Talbot added an empty-netter with 1:10 to play
Colorado's Semyon Varlamov, 8-0-5 in his last 14 games (13 starts), made 25 saves in the win.
"He's probably been our rock all year and he's been a treat to play in front of. We've got a lot of confidence when he's in the net. When we blew that two-goal lead, he hung in there and calmed us down," defenseman Erik Johnson said.
Landeskog gave the Avalanche a 1-0 lead midway through the second with a display of precision passing.
The Colorado captain gathered a loose puck in the Avalanche end and carried into the Minnesota zone. Just across the blue line, he sent a pass to his left for Talbot who quickly passed to Paul Stastny near the right circle. His saucer pass found Landeskog in front just in time for him to cut across the crease and tuck the puck past a downed Niklas Backstrom.
O'Reilly made it 2-0 at 13:25 when he took a pass from John Mitchell low in the right circle and fired a quick shot that Backstrom got a piece of before the puck trickled between his pads and across the line.
Minnesota, again playing without injured stars Zach Parise and Mikko Koivu, had just one shot until the 14-minute mark of the period, but Coyle scored twice in the ensuing minute.
First, he and Dany Heatley executed a textbook give-and-go with Coyle getting behind a Colorado defenseman and sliding the puck through the pads of Varlamov as he faked a deke.
Forty seconds later, Heatley took a pass from Nate Prosser below the goal line and centered for Coyle, whose shot from low in the right circle beat Varlamov on the stick side. His span between goals set a franchise record for fastest two goals by a Wild player at home.
"Certainly, that was a great shift," Wild coach Mike Yeo said. "We need guys to step up. It's got to be different guys every night. Despite that we have guys out, we have guys that are capable."
Each goalie was rarely tested in the first period — the teams combined for just five shots in the opening 15 minutes — until Varlamov made a pair of quality saves to stop Kyle Brodziak and Matt Cooke from in front as the Wild had a flurry late in the frame.

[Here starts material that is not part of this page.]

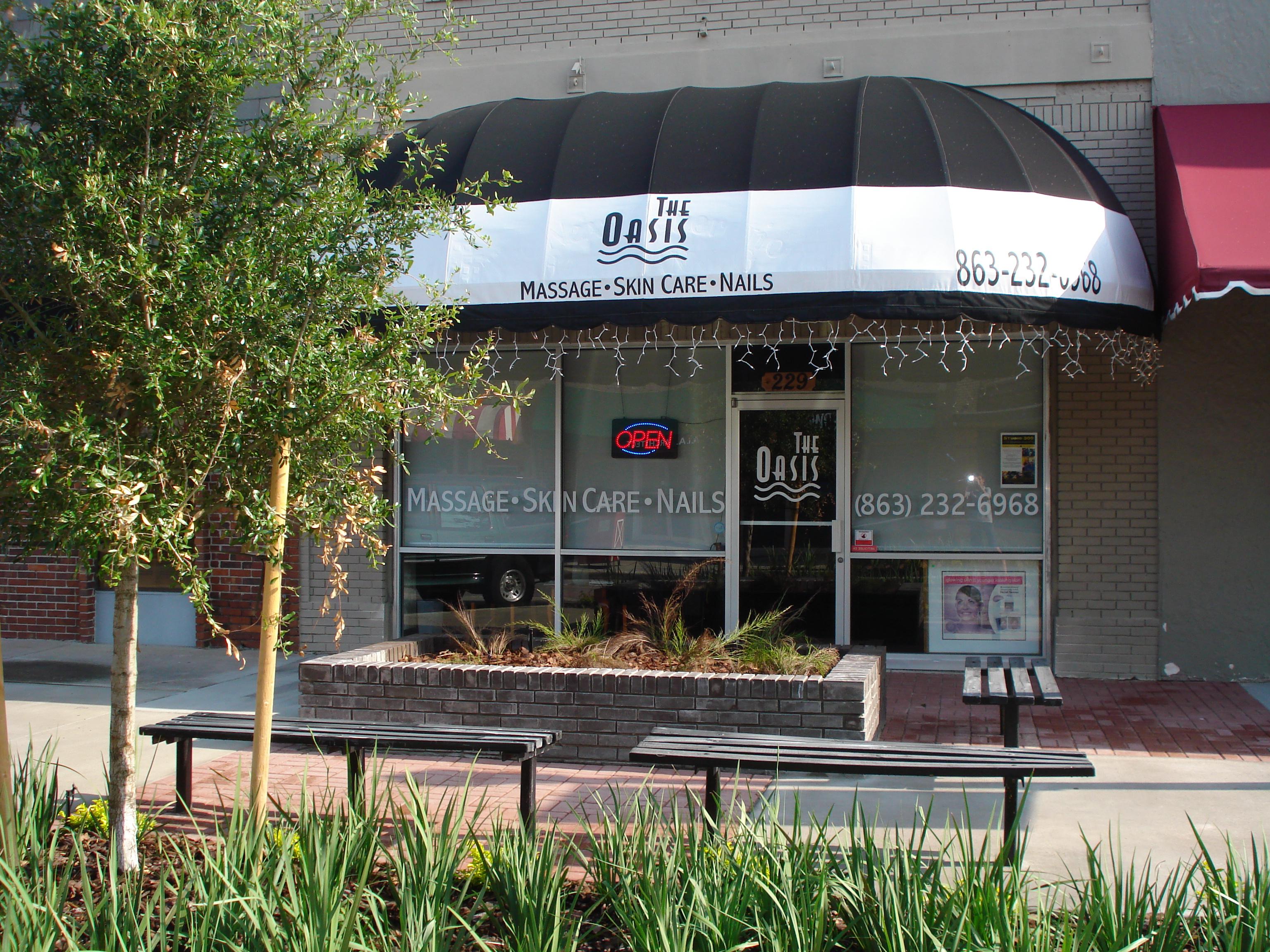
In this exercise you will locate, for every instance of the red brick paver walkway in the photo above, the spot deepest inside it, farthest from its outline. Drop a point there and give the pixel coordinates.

NOTES: Stastny left the game with a leg injury. Roy said he is day-to-day.... Heatley's multi-point game was his first since Nov. 20. ... Colorado D Karl Stollery made his NHL debut. He was recalled from AHL Lake Erie Friday to replace D Nate Guenin, who was placed on injured reserve with an ankle injury. ... The Wild wore camouflage jerseys during warmup that will be auctioned off to benefit the team's foundation and Defending The Blue Line, which helps military families with hockey costs.